Via: Al-Ahram Weekly.
Bigger than land on map, Palestine is the name of all universal struggles for a better world, writes Samah Sabawi* in Melbourne
This is to all of the Palestinian parents in exile and the long trail of olive trees they’ve planted around the globe.
A few days ago, my father e-mailed me a photo of my mum and him standing proudly next to my newest sibling; a young olive tree they’ve planted in their garden in Queensland, Australia. I was moved beyond belief looking at that photo and thinking of my beautiful Palestine.
To many Palestinians of my generation, raised in the Diaspora, Palestine is more than the landscape, old stones and holy places that so many have written about yet most of us on the outside have never seen. As hard as we try to imagine the magnificence of our ancestors’ orange groves, or the enchantment of the scent of jasmine flowers as it lingers at night, we know that we are severed from that world. We know that we can only listen with empathy when our relatives talk of that feeling one gets facing the sea in Gaza, or walking the old streets of Jerusalem, as we’ll never come close to truly grasping the depth of those experiences. And while we eagerly read the works of acclaimed poets and masters of the word who confess their undying love for that land, many of us on the outside, born and raised in the suburbs of Canada, Australia, the US, and so many other places may find it difficult to profess our love of a physical piece of land we’ve never set foot on. Yet there is an undeniable connection we share and there is a beauty we see in a Palestine that is constructed in our minds, in our hearts and in our homes.
When my parents were uprooted from Gaza, they carried my siblings and I on a journey that took them from the refugee camps, through the Arab Gulf all the way to Australia. We grew up in dozens of houses, always on the move from one contradiction to another, one culture to another, one life to another and one language to another. Throughout our life’s journey, we knew beyond any doubt who we were and where we came from. We knew we were distinct. Our story was difficult to tell and school projects were particularly challenging.
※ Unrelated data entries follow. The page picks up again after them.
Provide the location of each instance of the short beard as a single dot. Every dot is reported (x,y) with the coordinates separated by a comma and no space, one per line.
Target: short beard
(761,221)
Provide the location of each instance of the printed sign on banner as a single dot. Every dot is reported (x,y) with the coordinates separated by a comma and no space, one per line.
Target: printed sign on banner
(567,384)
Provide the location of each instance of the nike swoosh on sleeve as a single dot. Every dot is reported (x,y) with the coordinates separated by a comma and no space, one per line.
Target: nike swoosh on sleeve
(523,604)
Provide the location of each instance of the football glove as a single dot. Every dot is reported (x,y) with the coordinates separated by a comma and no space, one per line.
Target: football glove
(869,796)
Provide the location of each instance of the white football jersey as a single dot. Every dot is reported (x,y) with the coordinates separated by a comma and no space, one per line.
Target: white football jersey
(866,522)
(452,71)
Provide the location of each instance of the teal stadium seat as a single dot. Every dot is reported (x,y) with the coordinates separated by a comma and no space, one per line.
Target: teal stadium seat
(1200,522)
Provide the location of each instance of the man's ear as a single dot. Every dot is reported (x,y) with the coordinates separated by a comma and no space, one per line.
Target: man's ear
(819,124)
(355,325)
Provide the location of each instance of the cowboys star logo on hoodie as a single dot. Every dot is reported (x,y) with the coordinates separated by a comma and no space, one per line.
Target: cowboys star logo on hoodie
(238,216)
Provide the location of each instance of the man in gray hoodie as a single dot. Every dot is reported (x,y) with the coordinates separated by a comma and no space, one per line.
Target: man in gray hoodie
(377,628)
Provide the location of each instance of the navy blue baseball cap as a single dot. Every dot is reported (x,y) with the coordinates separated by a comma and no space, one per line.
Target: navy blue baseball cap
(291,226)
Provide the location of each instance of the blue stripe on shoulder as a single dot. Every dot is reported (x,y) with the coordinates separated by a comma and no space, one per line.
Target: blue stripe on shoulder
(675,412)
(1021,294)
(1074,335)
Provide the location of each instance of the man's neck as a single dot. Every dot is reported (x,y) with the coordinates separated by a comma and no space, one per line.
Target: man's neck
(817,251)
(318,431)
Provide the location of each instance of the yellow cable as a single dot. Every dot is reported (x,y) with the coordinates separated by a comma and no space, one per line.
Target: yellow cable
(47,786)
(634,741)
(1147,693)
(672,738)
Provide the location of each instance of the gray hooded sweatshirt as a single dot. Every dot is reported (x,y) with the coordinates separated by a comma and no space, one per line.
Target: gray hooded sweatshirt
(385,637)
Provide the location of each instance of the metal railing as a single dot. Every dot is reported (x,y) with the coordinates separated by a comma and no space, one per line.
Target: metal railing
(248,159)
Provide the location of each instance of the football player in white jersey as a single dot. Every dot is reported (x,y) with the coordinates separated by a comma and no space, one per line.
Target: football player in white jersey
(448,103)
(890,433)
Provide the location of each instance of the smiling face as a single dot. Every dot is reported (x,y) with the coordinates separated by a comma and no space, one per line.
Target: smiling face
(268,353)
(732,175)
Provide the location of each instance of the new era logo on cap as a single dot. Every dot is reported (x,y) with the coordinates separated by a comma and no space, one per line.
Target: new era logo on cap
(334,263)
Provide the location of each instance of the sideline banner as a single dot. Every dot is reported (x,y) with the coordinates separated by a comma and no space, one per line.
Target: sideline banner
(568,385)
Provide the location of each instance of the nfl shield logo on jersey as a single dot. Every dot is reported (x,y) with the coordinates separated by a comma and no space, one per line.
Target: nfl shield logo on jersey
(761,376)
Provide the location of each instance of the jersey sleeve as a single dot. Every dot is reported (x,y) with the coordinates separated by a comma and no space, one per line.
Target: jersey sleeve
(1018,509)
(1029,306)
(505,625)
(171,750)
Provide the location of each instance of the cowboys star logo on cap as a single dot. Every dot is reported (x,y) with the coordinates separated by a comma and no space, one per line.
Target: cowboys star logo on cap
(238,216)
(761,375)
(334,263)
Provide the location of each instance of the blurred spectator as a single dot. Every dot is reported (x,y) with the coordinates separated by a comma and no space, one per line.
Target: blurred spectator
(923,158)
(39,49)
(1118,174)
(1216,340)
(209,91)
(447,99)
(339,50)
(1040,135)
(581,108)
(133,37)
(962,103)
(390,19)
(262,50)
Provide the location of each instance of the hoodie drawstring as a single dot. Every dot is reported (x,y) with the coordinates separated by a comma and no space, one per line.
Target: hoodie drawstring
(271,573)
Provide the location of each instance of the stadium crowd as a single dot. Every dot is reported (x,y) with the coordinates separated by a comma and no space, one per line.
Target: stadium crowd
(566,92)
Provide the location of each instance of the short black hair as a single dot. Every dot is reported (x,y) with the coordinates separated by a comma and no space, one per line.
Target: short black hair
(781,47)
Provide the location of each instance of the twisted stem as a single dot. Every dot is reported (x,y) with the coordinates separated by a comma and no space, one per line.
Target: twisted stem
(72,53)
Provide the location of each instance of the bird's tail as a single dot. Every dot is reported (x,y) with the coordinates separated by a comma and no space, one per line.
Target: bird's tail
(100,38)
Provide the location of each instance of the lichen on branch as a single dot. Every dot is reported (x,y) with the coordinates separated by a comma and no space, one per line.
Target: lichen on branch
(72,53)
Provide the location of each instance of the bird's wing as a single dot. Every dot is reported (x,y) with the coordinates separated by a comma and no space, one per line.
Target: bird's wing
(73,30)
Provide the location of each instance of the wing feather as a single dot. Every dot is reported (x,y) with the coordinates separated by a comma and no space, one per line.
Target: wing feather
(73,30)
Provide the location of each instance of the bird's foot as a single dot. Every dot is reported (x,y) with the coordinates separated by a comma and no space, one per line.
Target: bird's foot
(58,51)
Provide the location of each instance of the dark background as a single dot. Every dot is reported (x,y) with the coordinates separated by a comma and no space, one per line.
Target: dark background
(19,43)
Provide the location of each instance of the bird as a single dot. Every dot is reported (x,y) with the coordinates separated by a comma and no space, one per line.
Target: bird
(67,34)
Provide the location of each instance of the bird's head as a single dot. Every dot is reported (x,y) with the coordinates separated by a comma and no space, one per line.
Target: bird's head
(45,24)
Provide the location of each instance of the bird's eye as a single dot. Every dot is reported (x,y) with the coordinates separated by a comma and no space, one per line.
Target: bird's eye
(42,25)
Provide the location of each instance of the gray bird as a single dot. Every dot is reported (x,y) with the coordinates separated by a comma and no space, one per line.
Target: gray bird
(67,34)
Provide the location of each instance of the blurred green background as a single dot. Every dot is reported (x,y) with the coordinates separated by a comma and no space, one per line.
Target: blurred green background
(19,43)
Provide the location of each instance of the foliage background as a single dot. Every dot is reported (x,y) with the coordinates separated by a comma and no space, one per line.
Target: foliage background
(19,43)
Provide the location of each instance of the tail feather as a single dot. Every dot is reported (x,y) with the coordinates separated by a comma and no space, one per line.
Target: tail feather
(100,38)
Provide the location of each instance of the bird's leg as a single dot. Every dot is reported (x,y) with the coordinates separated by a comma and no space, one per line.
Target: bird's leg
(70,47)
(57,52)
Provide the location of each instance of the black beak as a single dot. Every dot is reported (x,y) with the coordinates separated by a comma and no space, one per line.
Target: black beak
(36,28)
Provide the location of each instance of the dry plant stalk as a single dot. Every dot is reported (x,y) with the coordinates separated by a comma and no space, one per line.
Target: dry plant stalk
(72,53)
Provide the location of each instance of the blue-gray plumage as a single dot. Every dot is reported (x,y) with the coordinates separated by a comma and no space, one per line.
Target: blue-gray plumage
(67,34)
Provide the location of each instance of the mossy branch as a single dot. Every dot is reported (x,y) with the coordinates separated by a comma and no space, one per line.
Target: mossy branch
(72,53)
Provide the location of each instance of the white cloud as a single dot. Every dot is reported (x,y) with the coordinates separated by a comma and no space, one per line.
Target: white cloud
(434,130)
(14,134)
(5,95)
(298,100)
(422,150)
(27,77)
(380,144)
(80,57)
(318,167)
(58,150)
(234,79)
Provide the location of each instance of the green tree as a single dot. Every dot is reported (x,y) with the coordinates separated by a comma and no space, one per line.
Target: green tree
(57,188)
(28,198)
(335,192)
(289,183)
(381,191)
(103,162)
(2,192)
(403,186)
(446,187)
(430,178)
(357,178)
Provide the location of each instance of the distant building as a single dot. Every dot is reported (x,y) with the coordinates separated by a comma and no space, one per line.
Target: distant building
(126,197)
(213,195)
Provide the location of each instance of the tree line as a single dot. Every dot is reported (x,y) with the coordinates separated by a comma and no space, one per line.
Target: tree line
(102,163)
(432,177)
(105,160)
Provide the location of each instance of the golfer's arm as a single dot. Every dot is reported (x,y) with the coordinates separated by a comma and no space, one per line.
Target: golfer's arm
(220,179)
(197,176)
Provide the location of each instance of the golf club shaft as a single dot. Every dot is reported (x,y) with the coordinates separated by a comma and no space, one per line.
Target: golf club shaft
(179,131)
Like many others in the Diaspora we had to explain to teachers and peers where we are from and why the name of our country is not written on their maps. We became experts at reconciling the worlds and identities that inhabit us; feeling the weight of oppression in countries and places that offered us citizenship and freedom and travelling with ease with our Western passports while always remembering our relatives and loved ones under siege, under curfew, behind the checkpoints and under occupation. We appreciated our civil liberties in ways only those who stripped of their human rights can. We, the generation born and raised in exile, began to see the world differently and as a result we now understand our human identity in a way that is truly unique.
My father always told us, “To be a Palestinian means you must speak truth to power and you must never give up.” He was always busy teaching us through his poetry and his stories about being good citizens of the world, identifying with the oppressed and standing for the rights of those who have none. He brought home dozens of movies including Gandhi and Cry Freedom and he sat us down to watch the series Roots, always discussing the movies and stories afterwards. It didn’t matter if it was about abolishing slavery, apartheid in South Africa or non- violent civil disobedience in India, the message was always the same: Palestine is not one battle, it is an epic human story told again and again of how the oppressed stand up against oppressors. “To understand our story, we must understand the age-old human battle for freedom.” My father had a strong conviction that to be of use to Palestine you had to be a part of the world at large. “Palestine is not about a tiny spot on the map,” he always said, “it is about the awakening of the human conscience.”
As for my mother, she never failed to give us doses of a quiet yet infinite love, filled with all the colours of a culture that could not be crushed, denied or forgotten. If you spend some time with my mother you will know Israel has a losing battle on its hands. She kept Palestinian food on the table, told Palestinian folk tales, sang us Palestinian lullabies, and when we were ready to move away and start our own lives, she orchestrated for us Palestinian weddings that didn’t miss any of the details they had back home. Palestine lives uninterrupted through the army of millions of exiled Palestinian mothers who, like my mother, have became a solid bridge to the homeland for their families.
My family has lived in exile now for more than 40 years, and even though I’ve made many visits back to Palestine, I never really lived there. Yet like all Palestinians in the Diaspora would say, Palestine lives inside me. I have become weaved into the tapestry of Palestinian activism that places me in a larger community of human rights and justice advocates. My global village is filled with inspirational people and their stories of triumphs and tribulations in the face of oppression. Today, I know with certainty that my beautiful Palestine is not just that piece of geography my parents yearn for, and that my people don’t all have the same Semitic eyes, skin or hair as I do. My Palestine is wherever there is injustice in this world and my people are the truth seekers and the peace activists. They are my sisters and my brothers.
I look at the photo my parents sent me, how extraordinary their journey has been and what examples they’ve set for us. Indeed, my beautiful Palestine transcends space and time. It is much larger than any one country on a map. It is a trail of olive trees planted around this globe. My beautiful Palestine is the undefeated and unbreakable human spirit soaring above borders, over walls and beyond oppression.
* The author is a writer, playwright and poet. She was born in Gaza and is currently residing in Melbourne, Australia.